Returning an entire dataset in a single response is rarely safe. Even a modest table of 100 000 rows can exhaust server memory, saturate the network, and time out the client. Pagination breaks the result set into manageable pages, giving clients a predictable, bounded response size.

Three patterns dominate production APIs: offset-based, cursor-based, and keyset. Each has a distinct performance profile and UX trade-off.

Offset-Based Pagination

The simplest approach: ?limit=20&offset=40 asks the server to skip 40 rows and return the next 20.

GET /api/orders?limit=20&offset=40 HTTP/1.1

{
  "data": [...],
  "meta": { "total": 1234, "limit": 20, "offset": 40 }
}

Pros: trivial to implement, supports random-page jumps (jump to page 7), total count is easy to expose.

Cons: expensive on large tables — the database must scan and discard the first offset rows on every query (OFFSET 100000 forces a full index scan). Worse, if rows are inserted or deleted between requests, pages overlap or skip records — the classic *phantom row* problem.

Use offset pagination when your dataset is small (< 10 000 rows), when users need random-page access (e.g. admin dashboards), and when simplicity outweighs correctness.

Cursor-Based Pagination

Instead of a numeric offset, the server returns an opaque cursor — a token encoding the position of the last seen item. The client passes this token to fetch the next page.
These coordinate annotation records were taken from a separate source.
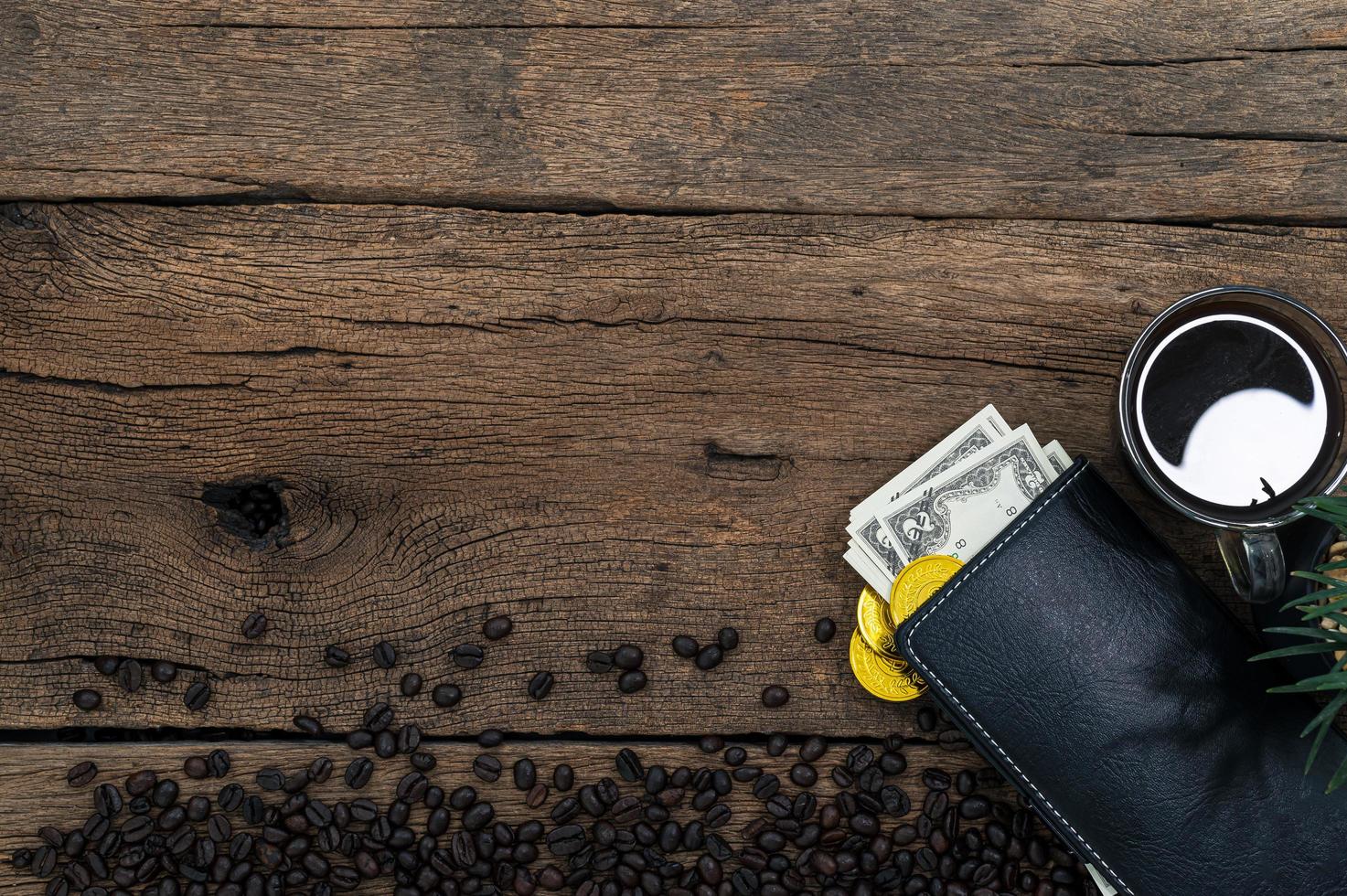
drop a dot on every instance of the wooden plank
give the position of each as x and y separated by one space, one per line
34 791
884 115
613 429
1091 30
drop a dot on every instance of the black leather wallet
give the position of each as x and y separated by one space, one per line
1110 685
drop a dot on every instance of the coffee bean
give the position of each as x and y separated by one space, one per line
131 676
631 682
358 773
598 662
384 655
526 773
812 750
255 625
685 645
497 627
563 778
309 725
467 656
140 783
936 779
629 765
197 697
378 717
446 696
825 629
165 794
709 656
219 763
540 685
628 656
81 773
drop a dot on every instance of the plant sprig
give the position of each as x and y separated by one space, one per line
1326 603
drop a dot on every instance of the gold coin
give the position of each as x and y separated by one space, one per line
871 620
917 581
888 679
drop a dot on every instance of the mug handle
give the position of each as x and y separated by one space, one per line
1255 562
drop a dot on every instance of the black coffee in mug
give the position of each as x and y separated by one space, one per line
1232 410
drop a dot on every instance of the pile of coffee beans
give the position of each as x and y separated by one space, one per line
626 659
643 829
131 676
711 655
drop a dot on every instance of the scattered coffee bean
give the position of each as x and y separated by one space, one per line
466 656
255 625
598 662
384 655
131 676
87 699
709 656
563 778
628 656
197 697
629 765
412 685
632 680
81 773
358 773
540 685
446 696
219 763
497 627
336 656
526 773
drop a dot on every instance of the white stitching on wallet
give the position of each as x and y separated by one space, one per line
945 690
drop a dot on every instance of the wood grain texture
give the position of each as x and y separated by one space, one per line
1104 111
613 429
34 788
1051 30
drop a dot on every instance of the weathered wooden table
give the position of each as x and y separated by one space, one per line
597 315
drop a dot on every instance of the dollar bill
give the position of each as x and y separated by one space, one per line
963 508
866 569
1058 457
868 532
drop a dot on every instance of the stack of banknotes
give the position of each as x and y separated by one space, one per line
914 534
GET /api/orders?limit=20 HTTP/1.1

{
  "data": [...],
  "next_cursor": "eyJpZCI6IDQyfQ==",
  "has_more": true
}

GET /api/orders?limit=20&cursor=eyJpZCI6IDQyfQ== HTTP/1.1

The cursor is typically a base64-encoded JSON blob containing the sort key of the last item: {"id": 42} or {"created_at": "2024-01-15T10:30:00Z", "id": 42}.

Pros: stable — inserts and deletes between pages do not affect correctness. Efficient — the database uses an indexed WHERE id > 42 clause instead of OFFSET.
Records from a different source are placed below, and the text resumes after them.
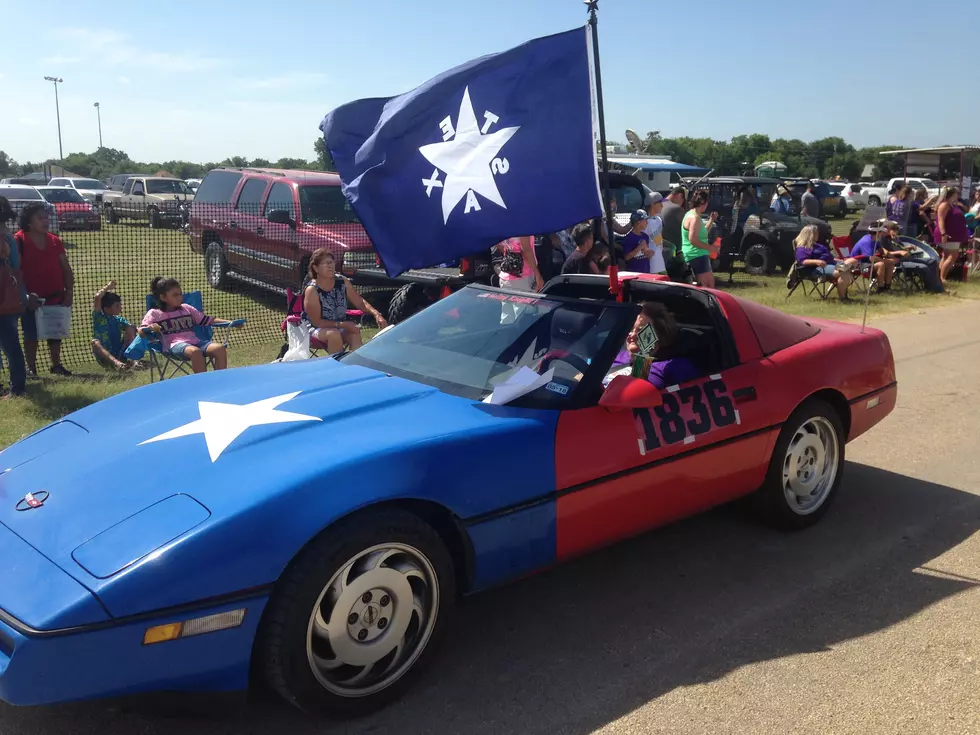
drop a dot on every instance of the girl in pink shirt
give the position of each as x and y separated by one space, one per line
174 321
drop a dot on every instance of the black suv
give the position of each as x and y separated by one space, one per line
765 242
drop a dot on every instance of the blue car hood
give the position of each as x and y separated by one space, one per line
115 459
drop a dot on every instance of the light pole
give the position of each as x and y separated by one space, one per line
57 109
98 111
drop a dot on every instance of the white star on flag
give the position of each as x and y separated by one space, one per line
222 423
466 159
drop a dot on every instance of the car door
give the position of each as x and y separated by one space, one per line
621 472
278 240
244 229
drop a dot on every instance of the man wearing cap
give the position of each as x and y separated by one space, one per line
636 244
781 203
655 230
672 215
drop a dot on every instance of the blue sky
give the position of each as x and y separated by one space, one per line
206 80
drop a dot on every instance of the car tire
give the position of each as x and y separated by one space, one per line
759 260
407 301
310 646
216 266
811 447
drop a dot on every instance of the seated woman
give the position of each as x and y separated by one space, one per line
815 259
879 250
325 305
665 370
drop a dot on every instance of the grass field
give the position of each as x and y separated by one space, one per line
132 254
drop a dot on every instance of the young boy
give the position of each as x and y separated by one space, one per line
112 333
636 244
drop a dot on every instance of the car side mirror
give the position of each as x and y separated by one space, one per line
281 217
626 392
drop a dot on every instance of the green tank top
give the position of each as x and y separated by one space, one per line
690 251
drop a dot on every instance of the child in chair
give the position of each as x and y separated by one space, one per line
111 333
174 321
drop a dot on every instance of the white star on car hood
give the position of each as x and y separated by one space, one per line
222 423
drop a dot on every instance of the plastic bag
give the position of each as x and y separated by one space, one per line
53 322
298 337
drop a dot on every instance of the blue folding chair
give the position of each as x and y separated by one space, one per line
163 363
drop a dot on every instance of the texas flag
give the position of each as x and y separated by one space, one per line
498 147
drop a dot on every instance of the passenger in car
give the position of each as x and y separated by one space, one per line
667 368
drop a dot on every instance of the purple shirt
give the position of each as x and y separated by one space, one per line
663 372
864 248
641 263
819 251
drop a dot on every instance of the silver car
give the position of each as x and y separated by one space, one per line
90 189
20 196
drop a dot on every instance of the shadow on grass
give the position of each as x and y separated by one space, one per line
575 648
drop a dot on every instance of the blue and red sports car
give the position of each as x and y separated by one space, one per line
314 522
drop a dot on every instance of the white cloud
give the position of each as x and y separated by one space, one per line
110 48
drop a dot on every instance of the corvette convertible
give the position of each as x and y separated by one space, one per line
313 523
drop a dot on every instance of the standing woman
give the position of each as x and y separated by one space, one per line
47 275
9 337
694 240
950 233
519 269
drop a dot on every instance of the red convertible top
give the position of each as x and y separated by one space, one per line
775 330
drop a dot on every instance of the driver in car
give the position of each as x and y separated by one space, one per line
665 370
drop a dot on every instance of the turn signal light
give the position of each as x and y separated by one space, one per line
195 626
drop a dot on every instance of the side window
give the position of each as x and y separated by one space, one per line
280 197
218 187
248 200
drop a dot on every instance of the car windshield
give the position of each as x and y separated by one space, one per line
325 205
22 193
59 195
166 186
89 184
478 338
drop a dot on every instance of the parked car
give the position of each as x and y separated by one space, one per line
879 191
91 189
767 238
831 203
156 200
332 576
20 196
74 211
117 182
854 194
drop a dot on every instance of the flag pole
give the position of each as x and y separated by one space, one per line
614 285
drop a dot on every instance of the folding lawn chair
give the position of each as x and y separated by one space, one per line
294 311
865 278
812 284
163 363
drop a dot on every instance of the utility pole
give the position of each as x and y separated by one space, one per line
98 111
57 109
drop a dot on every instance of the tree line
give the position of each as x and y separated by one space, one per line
106 162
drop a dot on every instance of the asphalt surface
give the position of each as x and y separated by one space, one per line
868 623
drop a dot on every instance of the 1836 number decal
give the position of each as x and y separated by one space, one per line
686 414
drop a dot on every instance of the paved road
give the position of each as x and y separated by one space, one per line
868 623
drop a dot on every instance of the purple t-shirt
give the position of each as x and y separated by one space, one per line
819 251
864 248
675 371
641 263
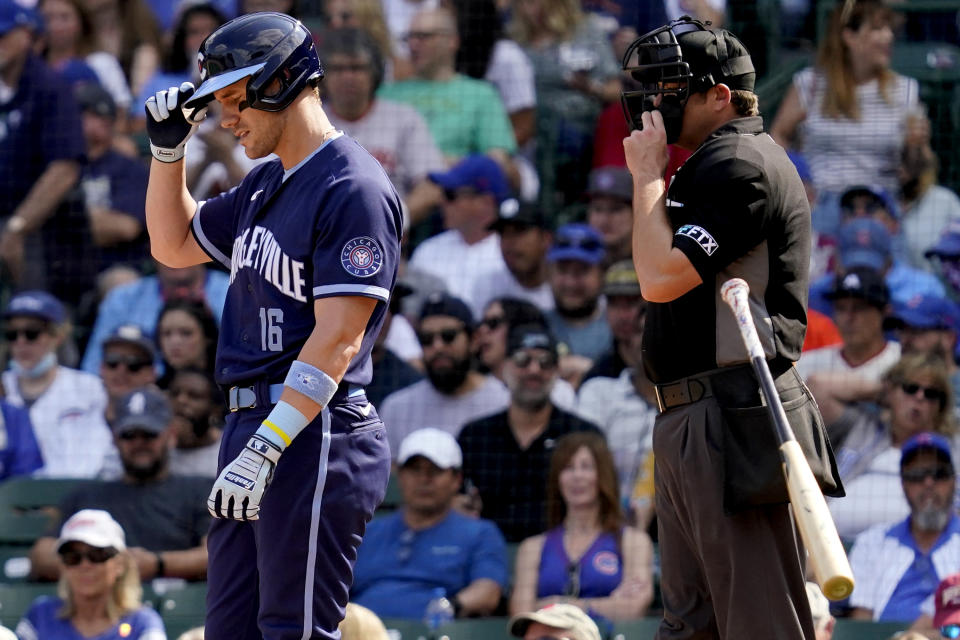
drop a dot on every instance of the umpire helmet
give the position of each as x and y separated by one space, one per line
678 59
265 47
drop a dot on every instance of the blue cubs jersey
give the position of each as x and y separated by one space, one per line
329 226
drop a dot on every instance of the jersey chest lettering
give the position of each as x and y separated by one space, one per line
258 249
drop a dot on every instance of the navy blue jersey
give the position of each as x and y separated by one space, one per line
331 228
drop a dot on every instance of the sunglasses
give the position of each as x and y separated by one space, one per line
929 393
447 336
96 555
939 474
523 359
133 365
11 335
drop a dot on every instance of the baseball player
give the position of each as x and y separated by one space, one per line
736 208
311 241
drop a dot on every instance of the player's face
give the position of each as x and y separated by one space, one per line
124 368
30 339
578 480
181 340
258 132
427 488
613 218
490 338
523 248
89 580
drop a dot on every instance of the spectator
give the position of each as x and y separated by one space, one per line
823 622
66 406
576 74
578 320
465 115
197 406
860 302
453 393
625 310
587 557
624 408
927 208
114 188
918 551
915 396
506 454
139 303
47 124
165 516
474 190
426 544
68 49
128 363
19 453
187 337
867 243
100 594
390 371
525 238
554 622
395 133
610 210
848 112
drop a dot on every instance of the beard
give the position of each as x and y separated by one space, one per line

Cons: no random-page access; clients can only move forward (or backward with a prev_cursor). Total count is harder to expose cheaply.

Keyset Pagination

Keyset pagination is cursor pagination made explicit. Rather than an opaque token, the client sends the actual column values of the last seen row:

GET /api/orders?limit=20&after_id=42 HTTP/1.1
GET /api/orders?limit=20&after_created=2024-01-15T10:30:00Z&after_id=42 HTTP/1.1

The server translates this to an indexed query:

SELECT * FROM orders
WHERE (created_at, id) > ('2024-01-15T10:30:00Z', 42)
ORDER BY created_at, id
LIMIT 20;

Pros: maximum database efficiency (uses a composite index), fully stable under concurrent writes.

Cons: requires a stable, unique sort key. Multi-column keysets expose internal schema details to the client.

Link Headers for Pagination

RFC 8288 defines the Link header for hypermedia pagination. GitHub's API uses this pattern:

Link: <https://api.example.com/orders?page=2>; rel="next",
      <https://api.example.com/orders?page=10>; rel="last"

Supported rel values: next, prev, first, last. Clients that parse Link headers can paginate without hard-coding URL construction logic.

Choosing the Right Approach

A safe default for new APIs: start with cursor-based pagination using an opaque token. It is stable, efficient, and forward-compatible — you can change the cursor encoding without breaking clients.